A: Organic means it is certified under USDA standards. Eco-farmed is our own term for our conventional production. It does use chemical pesticides, it is not organic….But we do use the rice straw (left over from the harvest) again, and practice water conservation. This rice is treated as organic once it’s brought up from the field.
It costs more to grow organically. There’s a risk of weed competition, and it can lower your yield. So way back when, we decided to grow as much organic as people will buy….(But, the family decided) we can’t risk the farm on it.
So they (the brothers) had two lines all along: Organic which was officially defined later by USDA and the conventionally grown.
They also developed markets for other specialty varieties and some are harder to grow (organically). So we have “side by side” product lines.
Q: About how much of your business is organic vs. eco-farmed?
A: It depends on the year 60-70 percent organic and 30 percent or so is eco-farmed.
Q: The Lundbergs have been strongly non-GMO – against growing genetically modified plants or seeds. Can you tell me why?
A: We felt we needed to take a position, a strong position to protect California. We want to provide a good example. We believe that genetically modified organisms — the majority are being developed in relation to a chemical — they lead to a chemical dependence. It comes down to limiting genetic diversity.
It’s important that we don’t lose our rights to have access to seeds. Also there’s not enough testing to show that they’re (GMO plants) are unequivocably safe. (The company has lobbied in Sacramento for legislation to protect non-GMO growers.)
We followed up to say we would not grow GMO or use GMO. The next step is we test our seed to a standard to make sure no GMOs are present.
Q: So you grow as much product as you reasonably can organically – and you don’t use GMOs – do you think the world can be fed this way? The big chemical companies say that we must farm with powerful pesticides and fertilizers and GMOs if we’re to produce enough food for the world?

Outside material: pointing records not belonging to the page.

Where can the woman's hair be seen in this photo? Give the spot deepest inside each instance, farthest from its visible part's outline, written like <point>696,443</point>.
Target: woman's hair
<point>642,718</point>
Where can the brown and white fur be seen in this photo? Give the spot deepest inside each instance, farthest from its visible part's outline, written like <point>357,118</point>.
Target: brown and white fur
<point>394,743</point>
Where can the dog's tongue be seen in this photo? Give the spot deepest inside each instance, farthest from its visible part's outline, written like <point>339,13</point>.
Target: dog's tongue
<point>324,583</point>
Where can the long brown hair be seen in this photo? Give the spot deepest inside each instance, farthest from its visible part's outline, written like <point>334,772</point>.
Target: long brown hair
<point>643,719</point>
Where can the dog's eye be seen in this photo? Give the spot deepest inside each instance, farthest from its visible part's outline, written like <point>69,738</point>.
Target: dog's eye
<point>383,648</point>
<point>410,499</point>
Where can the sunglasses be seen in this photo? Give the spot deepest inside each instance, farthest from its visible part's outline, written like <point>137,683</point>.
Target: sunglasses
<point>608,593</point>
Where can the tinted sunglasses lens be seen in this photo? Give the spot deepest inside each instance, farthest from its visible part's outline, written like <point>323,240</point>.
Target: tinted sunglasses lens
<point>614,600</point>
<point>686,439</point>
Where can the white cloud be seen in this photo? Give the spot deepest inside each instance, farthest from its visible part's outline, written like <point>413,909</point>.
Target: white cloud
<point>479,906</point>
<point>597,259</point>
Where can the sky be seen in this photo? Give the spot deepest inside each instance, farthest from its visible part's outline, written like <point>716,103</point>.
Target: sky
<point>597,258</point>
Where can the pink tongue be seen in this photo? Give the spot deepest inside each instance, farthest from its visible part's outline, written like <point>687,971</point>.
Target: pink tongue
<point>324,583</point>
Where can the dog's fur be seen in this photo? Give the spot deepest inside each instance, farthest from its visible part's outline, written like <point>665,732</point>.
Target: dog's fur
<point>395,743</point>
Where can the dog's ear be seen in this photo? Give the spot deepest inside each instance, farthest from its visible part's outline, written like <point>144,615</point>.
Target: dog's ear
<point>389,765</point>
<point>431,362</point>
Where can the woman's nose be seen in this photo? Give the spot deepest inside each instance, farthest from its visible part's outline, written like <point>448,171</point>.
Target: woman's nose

A: I feel pride in how we’re farming. But you see a lot of farmers not paying attention to the systems where they’re farming. They don’t see the importance of the soil. They’re putting chemicals on it and masking the effects of not rotating crops or not resting soil. In some places, that will be found to be a very dangerous road.
I believe that organic can feed the world and I think if anything, as we talk about sustainability, there are many groups around the world trying to define that. But ultimately, the definition is: We’ve all got to survive on the planet.
…I think when people are making out their equations (about how much food is needed and whether it will be enough) and thinking how we’re going to do this, it’s important to have organics, and not lose those tools and have that out there for us.
That’s actually what’s good for us. That’s good for our health as human beings, it may mean we have to bring on the true cost of food.
Q: What do you mean, the true cost of food?
A: Americans pay less than 20 percent of their disposable dollars on food. …They may need to spend more. But we’ll be growing food in a way that’s not harming the planet, hurting water quality or our neighbors.
Q: But that said, you think organics can be the answer?
A: I honestly believe that we can feed the world organically. A lot of the world already does (rely on organic food).
The argument that’s put up that we have to push our industrial system harder to feed everyone, it overlooks that a lot of food shortages are result of political problems….
Even chemical makers admit they are not providing long-term solutions. They will run out. This (heavy use of fertilizers and pesticides) is a short-term or gap solution. And these companies are pushing these products around the world.
We need to find sustainability around plant structure, preserving soil structure; learn how to keep food fresh….That can add to people’s ability to feed themselves.